21.Januar 2004, 18.00 – 19.00 Uhr
Heute Abend hat in der Zürcher Bahnhofstrasse das Radioballett stattgefunden. Zwischen Pestalozzianlage und dem St.Annahof haben 500 Personen ihre Kritik am Kapitalismus und dem WEF anhand synchroner Bewegungen manifestiert, an einem der Kristallisationspunkte kapitalistischer Globalisierungen, wo öffentliche Kritik nur selten möglich ist.
Die über Radio LoRa angeleitete kollektive Choreografie griff von den Global Players beeinflusste Alltagsrealitäten auf. So wurde beispielsweise mit der Geste des Bettelns Armut, mit massenhaften imaginären Personenkontrollen die Überwachung des öffentlichen Raums, oder mittels „blindem Gehorsam“ die zunehmende Akzeptanz militärischer Einsätze im Innern sichtbar gemacht.
PassantInnen zugeflüsterte „Wipe out Wef“'s, lautstarkes Denunzieren Schweizerischer WEF-Mitglieder (von ABB – ZKB) sowie ein „Happy Birthday“ an den inhaftierten Marco Camenisch, brachten die Verhältnisse mindestens symbolisch zum Tanzen.
Bei einer anschliessenden Spontandemonstration durch die Bahnhofstrasse, über Paradeplatz, Bellevue und Central übernahm die Zürcher Stadtpolizei mangels vorgängiger Beschäftigung ihren gewohnten Part und kontrollierte abschliessend die in einem Kessel Festgehaltenen.
Wer sich dem noch knapp entziehen konnte sah sich den hinter dem Polzeicordon aufgestellten Faschos gegenüber.

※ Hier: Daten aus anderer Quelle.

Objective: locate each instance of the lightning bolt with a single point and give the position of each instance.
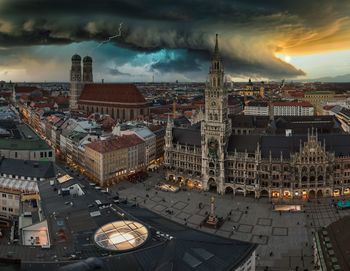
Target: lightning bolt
(111, 38)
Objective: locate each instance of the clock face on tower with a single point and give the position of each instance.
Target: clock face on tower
(213, 148)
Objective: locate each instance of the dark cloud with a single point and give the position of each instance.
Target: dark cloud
(251, 31)
(116, 72)
(182, 63)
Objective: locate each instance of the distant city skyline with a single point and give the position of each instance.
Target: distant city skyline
(262, 40)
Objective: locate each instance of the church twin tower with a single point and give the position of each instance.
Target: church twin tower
(76, 82)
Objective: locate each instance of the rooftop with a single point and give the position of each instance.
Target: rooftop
(38, 169)
(187, 136)
(21, 137)
(114, 143)
(111, 93)
(258, 103)
(294, 103)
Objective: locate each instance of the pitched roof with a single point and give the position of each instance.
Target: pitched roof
(111, 93)
(25, 89)
(114, 143)
(187, 136)
(294, 103)
(38, 169)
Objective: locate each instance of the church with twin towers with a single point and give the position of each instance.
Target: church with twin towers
(214, 155)
(121, 101)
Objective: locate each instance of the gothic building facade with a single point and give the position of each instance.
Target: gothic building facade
(209, 156)
(121, 101)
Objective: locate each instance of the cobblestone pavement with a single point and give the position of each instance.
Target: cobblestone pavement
(285, 239)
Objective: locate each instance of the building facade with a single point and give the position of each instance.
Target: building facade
(210, 157)
(121, 101)
(292, 109)
(115, 158)
(257, 108)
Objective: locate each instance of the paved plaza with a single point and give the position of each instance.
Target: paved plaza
(285, 239)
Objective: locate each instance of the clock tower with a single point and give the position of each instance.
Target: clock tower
(216, 128)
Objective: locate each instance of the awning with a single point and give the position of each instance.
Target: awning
(64, 178)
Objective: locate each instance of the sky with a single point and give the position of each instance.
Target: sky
(173, 40)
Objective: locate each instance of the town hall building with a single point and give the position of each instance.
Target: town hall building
(209, 155)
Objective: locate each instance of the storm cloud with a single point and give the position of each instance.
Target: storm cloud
(251, 32)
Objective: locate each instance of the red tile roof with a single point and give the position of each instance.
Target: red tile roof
(117, 93)
(115, 143)
(25, 89)
(296, 103)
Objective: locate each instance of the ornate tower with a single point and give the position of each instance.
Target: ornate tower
(75, 82)
(168, 142)
(87, 70)
(216, 128)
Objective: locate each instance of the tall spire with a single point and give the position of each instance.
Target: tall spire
(216, 50)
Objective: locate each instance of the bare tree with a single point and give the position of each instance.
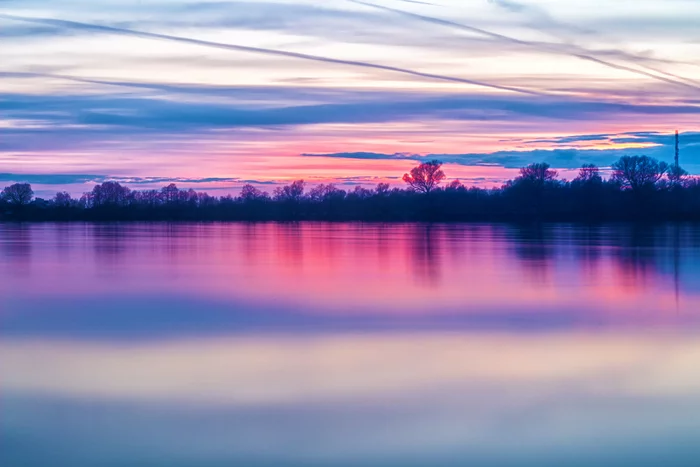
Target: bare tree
(109, 194)
(538, 174)
(19, 194)
(62, 199)
(638, 172)
(426, 177)
(677, 175)
(588, 174)
(292, 192)
(249, 193)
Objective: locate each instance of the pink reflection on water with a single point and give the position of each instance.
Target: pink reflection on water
(392, 269)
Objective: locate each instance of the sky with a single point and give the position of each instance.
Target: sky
(216, 94)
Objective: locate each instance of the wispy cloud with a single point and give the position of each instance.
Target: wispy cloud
(570, 158)
(265, 51)
(562, 49)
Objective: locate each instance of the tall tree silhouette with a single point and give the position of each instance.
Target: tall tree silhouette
(638, 172)
(426, 177)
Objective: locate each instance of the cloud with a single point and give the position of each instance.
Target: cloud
(263, 51)
(563, 49)
(569, 158)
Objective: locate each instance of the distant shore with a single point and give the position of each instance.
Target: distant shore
(640, 189)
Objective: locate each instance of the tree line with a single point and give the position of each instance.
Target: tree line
(639, 188)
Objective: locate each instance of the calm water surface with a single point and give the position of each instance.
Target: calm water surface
(349, 345)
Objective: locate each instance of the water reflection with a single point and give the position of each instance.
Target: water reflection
(349, 344)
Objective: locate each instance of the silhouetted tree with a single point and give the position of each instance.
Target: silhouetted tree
(537, 174)
(170, 194)
(293, 192)
(325, 192)
(250, 193)
(638, 172)
(19, 194)
(382, 189)
(455, 185)
(109, 194)
(63, 199)
(426, 177)
(588, 174)
(677, 175)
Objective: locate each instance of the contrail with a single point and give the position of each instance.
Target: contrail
(522, 8)
(264, 51)
(513, 40)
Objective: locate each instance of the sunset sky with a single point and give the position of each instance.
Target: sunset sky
(215, 94)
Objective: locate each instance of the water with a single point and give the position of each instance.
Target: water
(349, 344)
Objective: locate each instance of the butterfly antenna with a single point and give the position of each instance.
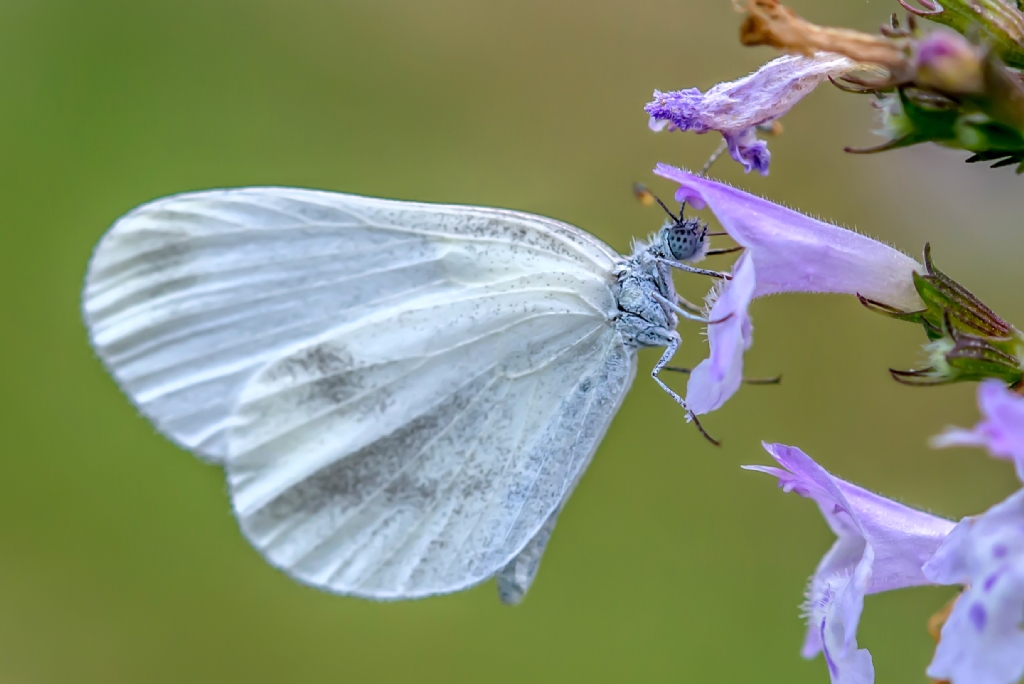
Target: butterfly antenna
(693, 417)
(645, 197)
(669, 212)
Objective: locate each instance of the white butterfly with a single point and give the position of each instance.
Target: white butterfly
(402, 395)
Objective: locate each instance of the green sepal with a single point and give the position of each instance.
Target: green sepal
(999, 23)
(967, 340)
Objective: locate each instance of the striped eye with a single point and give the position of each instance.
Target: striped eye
(684, 239)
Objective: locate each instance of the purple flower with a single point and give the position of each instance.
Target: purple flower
(786, 252)
(881, 546)
(735, 109)
(718, 377)
(982, 641)
(1003, 430)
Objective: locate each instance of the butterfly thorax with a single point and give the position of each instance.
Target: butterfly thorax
(643, 284)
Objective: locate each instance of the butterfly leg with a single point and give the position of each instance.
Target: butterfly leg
(672, 345)
(662, 299)
(688, 305)
(673, 341)
(679, 265)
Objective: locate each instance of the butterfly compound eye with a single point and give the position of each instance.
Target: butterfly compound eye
(685, 239)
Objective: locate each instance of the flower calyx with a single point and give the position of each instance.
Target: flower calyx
(967, 340)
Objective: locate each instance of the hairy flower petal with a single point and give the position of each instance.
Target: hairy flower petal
(1001, 431)
(718, 377)
(881, 545)
(982, 641)
(734, 109)
(793, 252)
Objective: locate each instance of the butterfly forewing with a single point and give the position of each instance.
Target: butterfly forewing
(401, 393)
(188, 296)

Das Radioballett dient zur Rückgewinnung des politischen und öffentlichen Raums. Mit Taschenradio und Kopfhörern ausgerüstet, werden die Anleitungen des Radios empfangen.
Das Radioballett reiht sich in die verschiedenartigsten Widerstandsaktionen gegen das World Economic Forum in Davos ein - von der Auftaktdemonstration in Winterthur über die zahlreichen Blockadeaktionen bis hin zu den Demonstrationen vom Samstag, 24. Januar, in Davos und Chur.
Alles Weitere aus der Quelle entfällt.